If you work in technical SEO, you’ve probably had to analyse competitors’ robots.txt files, and you know how tedious that can be.
Because there are very few tools designed for this task and AI agents drain your wallets, I built my own free workflow in Python that compares robots.txt files across competitors, highlighting differences in disallowed user agents and URL directories.
Requirements & Toolkit
Advertools is a python library that will help you fetch the robots.txt files whilst Plotly will be leveraged for replicating the data visualization from the heatmaps above.
You don’t need to be a Python expert for this tutorial, but some familiarity with data pre-processing will be useful. That’s because defining labels to cluster disallowed directives can be both time- and resource-consuming.
This is mainly due to the fact that the process depends on the industry you’re analyzing as different sectors have different needs when it comes to drafting a robots.txt file.
To follow along, I highly recommend jumping on the full notebook on GitHub
Fetch Competitors Robots.txt
After installing Advertools and Plotly, the script requests the robots.txt files from a list of competitor websites and stores the output in a single Pandas dataframe for analysis.
To avoid overwhelming servers, it’s good practice to introduce a delay between requests. In this regard, a minimum time.sleep(5) is used to reduce the risk of being blocked, but some sites may still require a longer delay.
Data Pre-processing
Before comparing robots.txt files, it’s worth cleaning the dataset to remove unnecessary noise.
This step removes metadata columns that aren’t needed for the analysis and keeps only the directives we’re interested in: User-agent and Disallow. It then uses RegEx to strip special characters and standardise the directive values, making them easier to compare across websites.
The result is a cleaner dataset focused on blocked user agents and URL paths, ready for analysis and visualisation.
The next step is to split the main dataset into:
- User-agents table
- Directives table
User-Agent: Rule-based Classification
Using the user-agent dataframe as an example, the script groups individual crawlers into broader categories such as Google, OpenAI, Anthropic, Meta, Bing, Apple, and Perplexity, while also identifying SEO tools and generic scrapers.
This simplifies the analysis, making it easier to compare how competitors manage access for search engines, AI crawlers, and third-party bots without manually reviewing hundreds of individual user-agent names.
Next, we visualise the distribution of blocked user-agents across competitors’ robots.txt files.
By aggregating crawler categories and plotting them in a heatmap, it becomes much easier to spot patterns in how publishers manage access for search engines, AI crawlers, SEO tools, and other automated agents.
Disallow Directives: Rule-based Classification
With the disallow directive table is literally a rinse-and-repeat process.
However, it can be more challenging due to the volume of rules you might stumble across on robots.txt files.
To begin, we’ll rewind to the original robots_df dataframe and prepare the disallow directives for analysis.

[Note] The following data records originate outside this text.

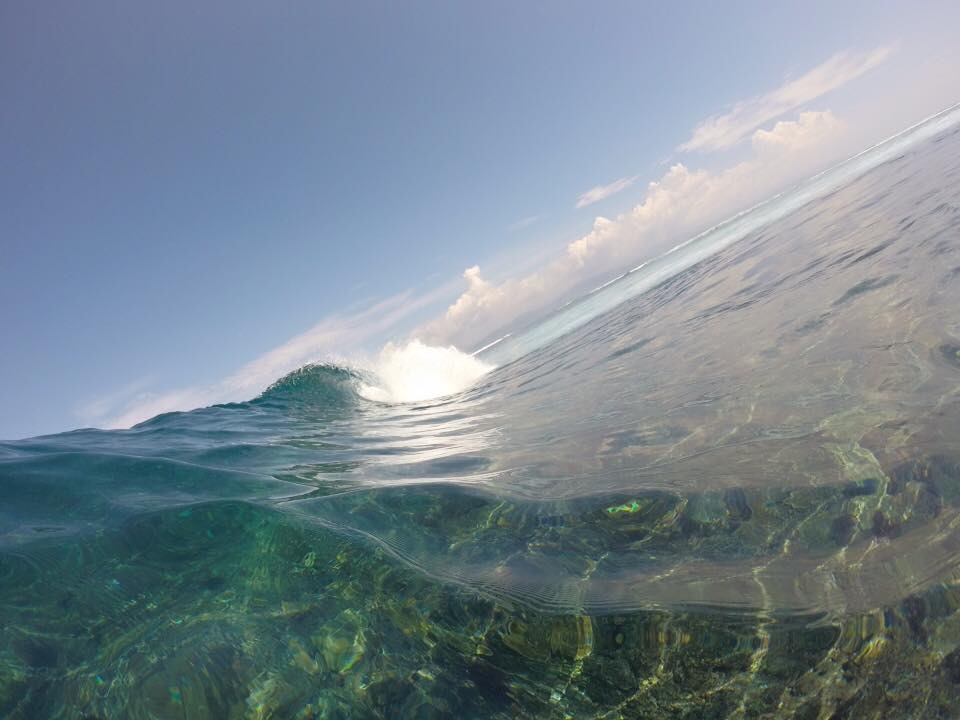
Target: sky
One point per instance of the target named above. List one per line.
(196, 198)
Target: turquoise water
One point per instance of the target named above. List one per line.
(726, 485)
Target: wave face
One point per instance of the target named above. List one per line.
(738, 464)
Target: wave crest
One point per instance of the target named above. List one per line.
(415, 372)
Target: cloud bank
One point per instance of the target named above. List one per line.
(720, 132)
(681, 203)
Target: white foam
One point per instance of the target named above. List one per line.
(415, 372)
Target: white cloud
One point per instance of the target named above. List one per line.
(681, 203)
(723, 131)
(602, 192)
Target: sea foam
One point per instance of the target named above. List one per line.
(414, 372)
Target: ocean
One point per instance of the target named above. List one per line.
(724, 485)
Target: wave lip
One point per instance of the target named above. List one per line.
(416, 372)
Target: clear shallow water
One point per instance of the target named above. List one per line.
(727, 490)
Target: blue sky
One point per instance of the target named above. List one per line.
(196, 197)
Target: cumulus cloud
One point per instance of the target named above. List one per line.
(683, 202)
(723, 131)
(602, 192)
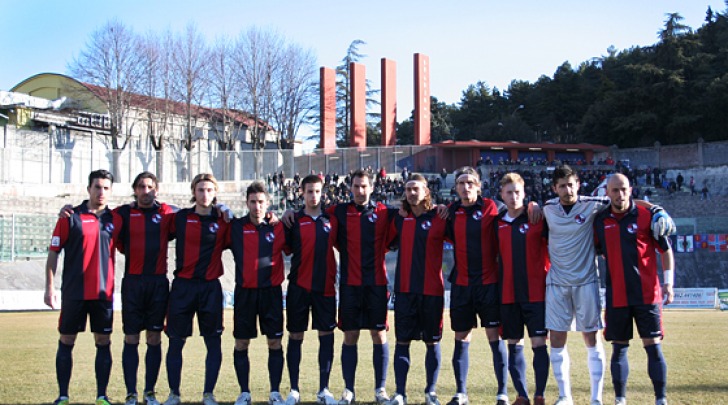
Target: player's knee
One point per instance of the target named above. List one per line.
(379, 336)
(68, 340)
(131, 339)
(154, 338)
(242, 344)
(274, 344)
(101, 339)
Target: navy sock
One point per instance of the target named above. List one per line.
(619, 366)
(130, 365)
(380, 360)
(241, 362)
(103, 368)
(500, 365)
(326, 359)
(349, 358)
(517, 368)
(64, 366)
(153, 362)
(541, 364)
(174, 364)
(460, 364)
(657, 369)
(401, 367)
(293, 358)
(433, 357)
(213, 362)
(275, 368)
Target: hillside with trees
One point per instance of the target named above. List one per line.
(674, 91)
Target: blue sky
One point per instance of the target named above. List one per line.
(467, 41)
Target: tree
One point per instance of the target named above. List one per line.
(189, 61)
(156, 87)
(296, 92)
(112, 61)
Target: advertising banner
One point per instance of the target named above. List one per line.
(694, 298)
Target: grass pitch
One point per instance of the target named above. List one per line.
(694, 347)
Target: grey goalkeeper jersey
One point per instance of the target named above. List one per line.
(571, 241)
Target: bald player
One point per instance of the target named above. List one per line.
(572, 284)
(623, 236)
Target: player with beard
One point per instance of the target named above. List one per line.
(624, 236)
(418, 286)
(87, 239)
(311, 288)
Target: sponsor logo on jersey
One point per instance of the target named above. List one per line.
(632, 228)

If the prospect of clustering loads of subfolders seems a bit of an overkill, you can always ask Claude to help you out. Here’s how.
- Export the Directive Table in XLSX
- Copy the list of blocked directives (“content” header)
- Paste in Claude with the following prompt:
Use one-hot encoding to apply a rule-based classification to label the following list of terms.
Once you found out where these terms belong, please translate them into python to compute the clustering.
Please, make sure the output is concatenated as an additional header to the existing “directive” dataframe
[content_list]
Now, you can decide whether to add an extra cell in the Google Colab notebook to run the suggested script or keep Claude’s rule-based classification.
Be very cautious with the latter; double-check that the classification of disallowed directives actually aligns with your needs.
You are now good to plot the disallow directive groups from the pool of competitor websites.
With a couple of tweaks here and there, you can secure yourself a reliable workflow to streamline a robots.txt competitive analysis.
A few Python Lines for the Perfect Robots.txt Automation Workflow
Robots.txt analysis doesn’t have to be a manual, time-consuming process.
And it’s also free.
You don’t have to shell out your tokens after MCPs or AI agents if you know where to source your stash.
With Advertools handling the fetching, Pandas for preprocessing, and Plotly for visualisation, you have a repeatable workflow that scales across as many competitors as you need.
The rule-based classification is the only part that requires domain judgment, but even that can be streamlined with a little help from LLMs.
Feel free to fork the notebook, adapt the crawler categories and directive labels to your industry, and you’ll have a competitive audit ready in minutes.